There was, for a long time, a cafe on Tanera Mòr. There was a post office. There were five rental cottages. There were seasonal residents who ran the salmon farm and printed the stamps and took tourists' money for tea and shortbread. None of it is operating now. As of 2024, the cottages were not available. The cafe was closed. The mobile network does not reach the islands - no carrier, no signal, nothing. If you visit by boat trip, you bring everything you need, including water, and you bring it back out with you. The islands have always been remote. What changed under the new ownership is that they are also empty.
Most boat trips leave from Achiltibuie, a strung-out crofting township on the Coigach peninsula across the water. The drive there from Ullapool is a slow, winding affair on single-track roads, with passing places and the occasional Highland cow blocking the route. The reward at the end is one of the great views in Scotland: the whole arc of the Summer Isles laid out in the bay, with the Atlantic beyond and Cul Mor and Stac Pollaidh rising sharply behind the village. The musician Mairearad Green grew up here, looking at this same view, and named an album for it. On a clear evening the islands turn gold and the water turns dark blue, and you understand why the Norse called them what they did.
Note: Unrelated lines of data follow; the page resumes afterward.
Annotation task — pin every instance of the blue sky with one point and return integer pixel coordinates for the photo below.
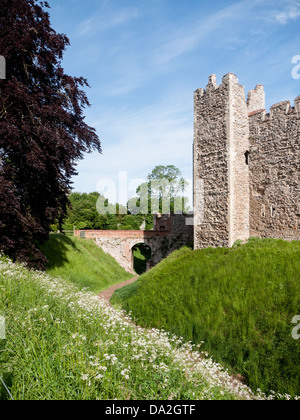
(145, 58)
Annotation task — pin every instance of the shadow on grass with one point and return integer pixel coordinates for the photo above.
(56, 249)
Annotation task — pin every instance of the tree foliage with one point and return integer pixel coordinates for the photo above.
(42, 128)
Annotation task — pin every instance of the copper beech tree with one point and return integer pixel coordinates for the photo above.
(42, 129)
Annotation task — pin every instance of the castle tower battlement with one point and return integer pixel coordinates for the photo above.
(249, 163)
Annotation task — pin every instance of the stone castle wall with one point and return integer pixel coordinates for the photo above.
(249, 163)
(274, 172)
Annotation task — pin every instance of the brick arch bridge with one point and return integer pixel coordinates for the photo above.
(170, 232)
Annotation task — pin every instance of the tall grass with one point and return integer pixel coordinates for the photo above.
(240, 302)
(64, 343)
(82, 262)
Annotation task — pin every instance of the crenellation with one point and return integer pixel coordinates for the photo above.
(249, 161)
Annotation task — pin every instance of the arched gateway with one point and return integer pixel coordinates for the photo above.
(119, 243)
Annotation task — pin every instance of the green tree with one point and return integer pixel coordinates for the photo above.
(163, 193)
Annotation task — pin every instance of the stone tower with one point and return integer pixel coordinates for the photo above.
(221, 162)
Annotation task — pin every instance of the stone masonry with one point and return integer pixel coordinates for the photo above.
(248, 162)
(170, 232)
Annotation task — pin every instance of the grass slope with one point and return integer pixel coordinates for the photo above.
(239, 301)
(82, 262)
(63, 343)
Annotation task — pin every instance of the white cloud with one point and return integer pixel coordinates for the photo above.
(104, 21)
(138, 141)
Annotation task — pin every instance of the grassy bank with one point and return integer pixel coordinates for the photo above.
(82, 262)
(239, 301)
(63, 343)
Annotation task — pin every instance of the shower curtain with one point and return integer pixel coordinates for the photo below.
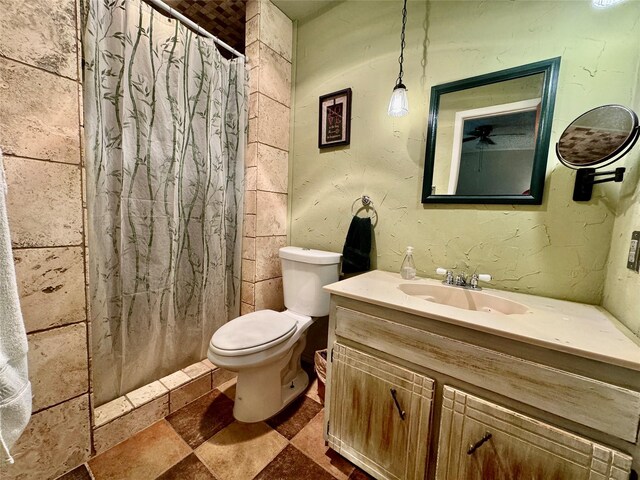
(165, 128)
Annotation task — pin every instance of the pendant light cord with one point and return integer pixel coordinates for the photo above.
(402, 43)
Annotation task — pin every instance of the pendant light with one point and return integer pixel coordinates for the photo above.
(399, 104)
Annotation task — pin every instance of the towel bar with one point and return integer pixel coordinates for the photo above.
(367, 204)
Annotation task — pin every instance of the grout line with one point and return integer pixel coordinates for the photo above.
(20, 62)
(56, 327)
(25, 157)
(271, 146)
(45, 246)
(48, 407)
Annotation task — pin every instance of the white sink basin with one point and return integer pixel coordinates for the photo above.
(463, 298)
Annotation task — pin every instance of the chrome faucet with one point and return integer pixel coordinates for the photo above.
(462, 279)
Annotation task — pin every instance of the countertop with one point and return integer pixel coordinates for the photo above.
(588, 331)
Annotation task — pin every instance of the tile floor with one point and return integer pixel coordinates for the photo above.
(202, 441)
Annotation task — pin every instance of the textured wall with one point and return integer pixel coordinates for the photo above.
(558, 249)
(40, 131)
(622, 286)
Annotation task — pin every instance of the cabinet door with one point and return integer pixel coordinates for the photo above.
(379, 415)
(519, 447)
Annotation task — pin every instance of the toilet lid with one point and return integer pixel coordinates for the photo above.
(265, 327)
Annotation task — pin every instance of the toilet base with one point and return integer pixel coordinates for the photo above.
(260, 396)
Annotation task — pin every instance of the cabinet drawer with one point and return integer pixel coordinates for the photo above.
(519, 446)
(599, 405)
(379, 415)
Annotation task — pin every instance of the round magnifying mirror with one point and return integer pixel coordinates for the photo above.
(599, 136)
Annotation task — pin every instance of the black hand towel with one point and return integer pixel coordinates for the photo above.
(357, 246)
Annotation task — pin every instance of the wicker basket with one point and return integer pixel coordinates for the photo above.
(320, 363)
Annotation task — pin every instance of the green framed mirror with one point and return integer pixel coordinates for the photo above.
(488, 136)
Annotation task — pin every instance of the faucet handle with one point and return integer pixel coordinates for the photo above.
(483, 277)
(461, 279)
(448, 275)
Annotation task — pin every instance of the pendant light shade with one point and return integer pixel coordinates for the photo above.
(399, 104)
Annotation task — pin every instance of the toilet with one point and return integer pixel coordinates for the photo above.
(264, 347)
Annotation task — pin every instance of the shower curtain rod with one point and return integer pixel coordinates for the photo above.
(178, 16)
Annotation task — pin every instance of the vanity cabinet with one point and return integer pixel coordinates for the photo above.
(380, 414)
(480, 440)
(549, 415)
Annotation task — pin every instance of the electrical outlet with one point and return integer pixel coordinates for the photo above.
(633, 261)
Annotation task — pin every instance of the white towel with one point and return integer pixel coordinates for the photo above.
(15, 388)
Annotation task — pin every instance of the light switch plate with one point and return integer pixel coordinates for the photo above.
(633, 260)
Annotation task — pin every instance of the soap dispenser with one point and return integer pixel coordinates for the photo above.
(408, 269)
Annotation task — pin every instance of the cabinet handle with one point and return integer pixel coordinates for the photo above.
(474, 446)
(395, 400)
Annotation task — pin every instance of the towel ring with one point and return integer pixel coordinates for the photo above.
(365, 204)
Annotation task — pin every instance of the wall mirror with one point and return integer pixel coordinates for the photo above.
(488, 136)
(595, 139)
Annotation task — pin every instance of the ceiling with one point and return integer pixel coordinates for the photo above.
(223, 18)
(226, 18)
(303, 9)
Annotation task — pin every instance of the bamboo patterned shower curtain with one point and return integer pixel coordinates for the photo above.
(165, 128)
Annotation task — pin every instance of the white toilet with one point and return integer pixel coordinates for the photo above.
(264, 347)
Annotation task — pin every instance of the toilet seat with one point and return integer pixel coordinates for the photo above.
(253, 332)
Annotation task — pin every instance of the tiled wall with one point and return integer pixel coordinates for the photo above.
(269, 49)
(119, 419)
(40, 134)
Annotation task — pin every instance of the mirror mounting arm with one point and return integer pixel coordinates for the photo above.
(586, 179)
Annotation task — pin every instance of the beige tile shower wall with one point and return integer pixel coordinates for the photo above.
(40, 137)
(269, 50)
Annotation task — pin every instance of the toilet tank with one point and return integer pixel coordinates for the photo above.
(304, 273)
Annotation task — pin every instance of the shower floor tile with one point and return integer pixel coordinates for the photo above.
(202, 441)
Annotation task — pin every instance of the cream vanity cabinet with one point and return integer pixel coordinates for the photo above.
(409, 397)
(380, 414)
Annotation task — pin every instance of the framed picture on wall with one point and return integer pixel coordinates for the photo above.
(335, 119)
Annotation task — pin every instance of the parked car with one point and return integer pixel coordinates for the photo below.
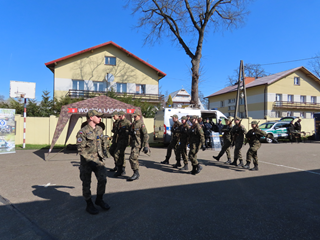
(275, 131)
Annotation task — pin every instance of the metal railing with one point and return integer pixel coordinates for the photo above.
(296, 105)
(89, 94)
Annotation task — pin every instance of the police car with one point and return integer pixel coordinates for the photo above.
(275, 130)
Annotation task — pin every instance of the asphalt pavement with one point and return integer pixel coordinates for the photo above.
(42, 199)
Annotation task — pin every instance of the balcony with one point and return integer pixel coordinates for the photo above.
(152, 98)
(296, 105)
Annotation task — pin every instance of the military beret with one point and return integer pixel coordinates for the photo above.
(92, 113)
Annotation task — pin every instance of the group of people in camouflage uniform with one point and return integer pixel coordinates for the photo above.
(235, 136)
(93, 146)
(184, 133)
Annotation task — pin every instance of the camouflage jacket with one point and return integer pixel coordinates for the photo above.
(139, 134)
(226, 129)
(175, 130)
(196, 134)
(253, 136)
(123, 130)
(90, 143)
(238, 132)
(115, 131)
(184, 130)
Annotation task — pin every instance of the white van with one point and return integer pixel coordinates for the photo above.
(163, 120)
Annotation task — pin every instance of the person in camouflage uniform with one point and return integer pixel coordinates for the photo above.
(123, 140)
(226, 129)
(114, 130)
(253, 137)
(183, 142)
(197, 141)
(139, 141)
(238, 131)
(174, 138)
(89, 145)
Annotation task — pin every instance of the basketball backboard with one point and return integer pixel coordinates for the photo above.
(22, 89)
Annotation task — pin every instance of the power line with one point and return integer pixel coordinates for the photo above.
(289, 61)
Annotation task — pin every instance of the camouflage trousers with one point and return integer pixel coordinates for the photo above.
(173, 145)
(253, 153)
(237, 150)
(119, 154)
(194, 149)
(182, 151)
(225, 149)
(85, 176)
(133, 159)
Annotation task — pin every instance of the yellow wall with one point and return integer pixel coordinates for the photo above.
(40, 130)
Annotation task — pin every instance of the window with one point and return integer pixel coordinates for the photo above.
(278, 97)
(122, 87)
(140, 88)
(110, 61)
(98, 86)
(302, 99)
(77, 85)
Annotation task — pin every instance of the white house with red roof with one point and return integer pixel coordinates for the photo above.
(102, 68)
(295, 92)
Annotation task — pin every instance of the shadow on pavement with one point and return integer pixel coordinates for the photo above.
(283, 206)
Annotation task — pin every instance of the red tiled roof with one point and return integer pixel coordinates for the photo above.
(51, 64)
(264, 80)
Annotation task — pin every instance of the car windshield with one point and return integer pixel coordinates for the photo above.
(266, 125)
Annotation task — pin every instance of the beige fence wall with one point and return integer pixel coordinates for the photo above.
(40, 130)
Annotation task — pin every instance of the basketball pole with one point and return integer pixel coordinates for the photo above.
(24, 123)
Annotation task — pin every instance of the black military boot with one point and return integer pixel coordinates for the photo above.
(229, 161)
(166, 161)
(178, 164)
(135, 176)
(185, 167)
(216, 158)
(99, 201)
(241, 164)
(198, 169)
(247, 166)
(255, 168)
(120, 172)
(114, 169)
(194, 169)
(234, 162)
(91, 208)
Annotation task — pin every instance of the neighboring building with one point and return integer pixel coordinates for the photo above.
(181, 99)
(295, 92)
(98, 69)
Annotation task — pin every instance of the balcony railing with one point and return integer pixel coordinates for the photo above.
(296, 105)
(153, 98)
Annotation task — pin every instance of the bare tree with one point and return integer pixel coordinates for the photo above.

The Summer Isles centre on 58.03°N, 5.45°W, in the mouth of Loch Broom. From the air the archipelago is unmistakable: a tight cluster of islands and skerries with Tanera Mòr the largest among them. Nearest airport is Inverness (EGPE), approximately 75 nm to the southeast. Stornoway (EGPO) on Lewis lies roughly 50 nm west across the Minch. Recommended viewing altitude 2,000-4,000 ft. Atlantic weather changes fast - clear morning visibility often deteriorates into low cloud and squalls by mid-afternoon.